11 But if the right of a Judge at chambers to fine for'a criminal contempt committed out of the presence of the Judge be conceded, it is very clear that he has no power at chambers to suspend or disbar an attorney from practicing in the Circuit and Probate Courts of this State. The judgment in this case is suspension until they purge themselves, or until the further order of the Court, and if the Court is satisfied they cannot purge themselves, by undoing what they have done, then fine,'and suspension until the fine be paid. Whatever may be said of the inherent right of the Circuit Court, as a court of record, to suspend or disbar attorneys, a power denied by appellants in argument here, but which we deem unnecessary to be determined in this case, such power cannot be claimed as inherent in a Judge sitting at chambers. The provisions of the statutes on this subject are as follows: Revised Statutes, section 2291. “Attorneys, solicitors and counsel*229ors may be removed or suspended, and also, in' aggravated cases, imprisoned, not exceeding twenty-four hours, by the several Courts in which they have been admitted to practice, if, in the presence of such Court, they are guilty of any disprderly conduct, causing an interruption of business, or amounting to an open and direct contempt of the Court, his authority or person; but, subject to such removal, they shall hold their office for life. Section 2292. Any attorney, solicitor or counselor may be removed or suspended, who shall be guilty of any deceit, malpractice or misdemeanor; but not until a copy of charges against him shall have been delivered to him by the clerk of the Court in which the proceedings shall be had, and an opportunity shall have been given him of being heard in his defense.” Now, whether the statutes affect the general jurisdiction of a Circuit Court to punish for contempt or not, Watson v. Bank, 5 S. C., 159, they certainly confer no power on a Judge at chambers to suspend or disbar an attorney. On the contrary, the plain inference from the language is, that the Court, not the Judge, has the power to remove or suspend an attorney. The sentence, therefore, exceeded the power of a Judge at chambers, and is void.
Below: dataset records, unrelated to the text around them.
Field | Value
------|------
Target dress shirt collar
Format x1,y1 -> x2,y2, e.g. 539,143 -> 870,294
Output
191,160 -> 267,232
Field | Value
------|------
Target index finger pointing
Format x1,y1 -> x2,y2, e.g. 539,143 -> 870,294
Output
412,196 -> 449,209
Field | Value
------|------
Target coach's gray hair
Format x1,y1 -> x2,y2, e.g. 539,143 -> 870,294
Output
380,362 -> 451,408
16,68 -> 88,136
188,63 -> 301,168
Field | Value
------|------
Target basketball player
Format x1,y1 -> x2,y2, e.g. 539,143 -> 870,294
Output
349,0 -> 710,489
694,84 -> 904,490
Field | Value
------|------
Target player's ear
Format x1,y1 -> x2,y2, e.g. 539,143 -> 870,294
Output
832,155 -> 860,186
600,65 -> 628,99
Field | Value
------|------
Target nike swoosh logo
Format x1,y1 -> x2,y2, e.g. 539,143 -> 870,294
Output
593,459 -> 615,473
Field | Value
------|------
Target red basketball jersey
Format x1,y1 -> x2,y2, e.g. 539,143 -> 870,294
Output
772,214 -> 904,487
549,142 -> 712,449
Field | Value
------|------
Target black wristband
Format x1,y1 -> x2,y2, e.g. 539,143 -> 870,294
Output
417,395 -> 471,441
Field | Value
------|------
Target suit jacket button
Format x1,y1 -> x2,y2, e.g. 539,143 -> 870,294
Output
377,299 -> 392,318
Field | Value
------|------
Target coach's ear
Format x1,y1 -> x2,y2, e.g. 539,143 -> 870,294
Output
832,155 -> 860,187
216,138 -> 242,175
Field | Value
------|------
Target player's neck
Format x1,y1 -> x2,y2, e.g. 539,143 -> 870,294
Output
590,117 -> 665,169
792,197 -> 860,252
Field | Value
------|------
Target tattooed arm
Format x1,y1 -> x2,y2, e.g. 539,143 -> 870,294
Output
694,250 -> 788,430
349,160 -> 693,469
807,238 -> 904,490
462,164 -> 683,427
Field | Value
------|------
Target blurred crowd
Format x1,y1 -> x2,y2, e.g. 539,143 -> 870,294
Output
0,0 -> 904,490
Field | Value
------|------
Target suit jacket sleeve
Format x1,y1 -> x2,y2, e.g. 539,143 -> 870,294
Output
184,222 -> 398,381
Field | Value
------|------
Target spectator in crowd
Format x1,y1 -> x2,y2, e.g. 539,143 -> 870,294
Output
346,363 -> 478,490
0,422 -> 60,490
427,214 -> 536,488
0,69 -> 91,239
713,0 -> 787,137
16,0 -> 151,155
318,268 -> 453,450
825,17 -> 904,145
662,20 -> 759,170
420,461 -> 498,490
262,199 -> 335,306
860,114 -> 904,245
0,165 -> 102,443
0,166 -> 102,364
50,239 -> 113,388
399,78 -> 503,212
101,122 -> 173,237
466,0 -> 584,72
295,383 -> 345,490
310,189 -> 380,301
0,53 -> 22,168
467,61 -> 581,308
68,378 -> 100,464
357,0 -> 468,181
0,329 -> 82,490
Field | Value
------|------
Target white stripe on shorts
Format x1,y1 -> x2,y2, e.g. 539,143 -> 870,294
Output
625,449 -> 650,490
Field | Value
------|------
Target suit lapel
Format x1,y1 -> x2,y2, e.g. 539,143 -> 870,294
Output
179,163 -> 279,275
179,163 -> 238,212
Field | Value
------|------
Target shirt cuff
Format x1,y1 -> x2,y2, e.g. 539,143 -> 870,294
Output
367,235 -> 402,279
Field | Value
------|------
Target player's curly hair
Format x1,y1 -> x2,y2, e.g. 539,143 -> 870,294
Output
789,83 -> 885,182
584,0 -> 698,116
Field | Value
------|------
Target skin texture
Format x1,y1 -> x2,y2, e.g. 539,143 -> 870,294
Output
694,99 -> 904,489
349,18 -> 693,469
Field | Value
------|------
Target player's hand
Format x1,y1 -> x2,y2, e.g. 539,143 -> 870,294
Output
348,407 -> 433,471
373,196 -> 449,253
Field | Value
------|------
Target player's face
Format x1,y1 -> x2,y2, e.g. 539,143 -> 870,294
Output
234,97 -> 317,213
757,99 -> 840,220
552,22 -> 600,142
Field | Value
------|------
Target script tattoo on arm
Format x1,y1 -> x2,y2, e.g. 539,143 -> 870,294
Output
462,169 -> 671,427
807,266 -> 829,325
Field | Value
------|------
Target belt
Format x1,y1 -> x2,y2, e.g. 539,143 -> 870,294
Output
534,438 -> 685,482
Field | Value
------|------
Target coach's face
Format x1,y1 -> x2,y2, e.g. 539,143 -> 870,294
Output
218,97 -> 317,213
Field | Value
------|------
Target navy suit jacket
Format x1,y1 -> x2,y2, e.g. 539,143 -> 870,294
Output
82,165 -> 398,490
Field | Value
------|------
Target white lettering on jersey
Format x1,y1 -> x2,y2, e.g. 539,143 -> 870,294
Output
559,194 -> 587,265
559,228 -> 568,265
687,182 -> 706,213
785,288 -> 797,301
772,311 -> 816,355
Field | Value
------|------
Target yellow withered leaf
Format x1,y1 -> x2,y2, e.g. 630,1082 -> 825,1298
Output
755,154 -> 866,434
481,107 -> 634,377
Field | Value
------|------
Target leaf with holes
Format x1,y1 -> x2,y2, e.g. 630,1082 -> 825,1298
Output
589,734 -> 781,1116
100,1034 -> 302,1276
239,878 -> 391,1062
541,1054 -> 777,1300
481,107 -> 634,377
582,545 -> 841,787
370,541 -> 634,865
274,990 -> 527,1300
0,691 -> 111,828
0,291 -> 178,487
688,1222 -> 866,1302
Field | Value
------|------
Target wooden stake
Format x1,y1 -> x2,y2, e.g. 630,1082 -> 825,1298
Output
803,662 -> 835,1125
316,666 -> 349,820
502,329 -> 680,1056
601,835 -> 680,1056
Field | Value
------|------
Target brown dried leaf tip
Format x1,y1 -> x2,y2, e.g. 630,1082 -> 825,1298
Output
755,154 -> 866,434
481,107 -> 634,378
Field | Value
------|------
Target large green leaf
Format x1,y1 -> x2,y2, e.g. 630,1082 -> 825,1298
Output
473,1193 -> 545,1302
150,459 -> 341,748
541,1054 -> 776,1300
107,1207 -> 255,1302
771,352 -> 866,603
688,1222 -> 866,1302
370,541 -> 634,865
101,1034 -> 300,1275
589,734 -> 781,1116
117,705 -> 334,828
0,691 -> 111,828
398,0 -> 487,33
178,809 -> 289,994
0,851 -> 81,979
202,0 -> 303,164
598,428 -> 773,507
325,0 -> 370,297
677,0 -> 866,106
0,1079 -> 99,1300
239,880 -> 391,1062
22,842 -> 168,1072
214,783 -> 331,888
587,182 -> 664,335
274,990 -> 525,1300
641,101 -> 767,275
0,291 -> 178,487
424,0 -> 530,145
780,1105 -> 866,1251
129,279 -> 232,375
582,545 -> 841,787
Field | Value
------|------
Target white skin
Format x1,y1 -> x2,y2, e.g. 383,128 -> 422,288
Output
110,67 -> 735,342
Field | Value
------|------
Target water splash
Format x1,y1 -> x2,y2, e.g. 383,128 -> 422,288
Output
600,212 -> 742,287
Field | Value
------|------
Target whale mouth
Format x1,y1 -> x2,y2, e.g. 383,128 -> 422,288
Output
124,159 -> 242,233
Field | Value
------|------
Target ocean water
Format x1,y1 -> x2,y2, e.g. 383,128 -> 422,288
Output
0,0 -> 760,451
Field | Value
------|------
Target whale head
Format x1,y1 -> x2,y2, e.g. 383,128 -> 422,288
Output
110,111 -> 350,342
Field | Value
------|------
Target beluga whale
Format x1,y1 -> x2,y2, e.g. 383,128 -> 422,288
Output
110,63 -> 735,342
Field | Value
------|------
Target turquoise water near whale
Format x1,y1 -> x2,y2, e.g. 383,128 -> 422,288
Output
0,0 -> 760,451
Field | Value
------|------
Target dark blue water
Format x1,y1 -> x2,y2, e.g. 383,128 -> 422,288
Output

We regret that the lack of time prevents the condensing of our views herein announced. The case is one of great interest and importance. We have striven to reach a sound and just result. We trust no unwholesome result will follow the reversal of the judgment of the learned Circuit Judge, who sought only to vindicate the authority of his Court and its mandate. The order of a Court which is not absolutely void must be respected and obeyed until vacated by the proper authority. The orderly administration of law requires this duty at the hands of all, but especially is this duty incumbent on attorneys and officers of the Court, for if those who minister in the temple of justice disregard and slight its rules, there is no hope for the triumph of law and order among the people. We are glad to say in this case *230we have found nothing to justify punishment for contempt and nothing unworthy of members of the bar.
The order appealed from is reversed, and the proceedings for contempt dismissed.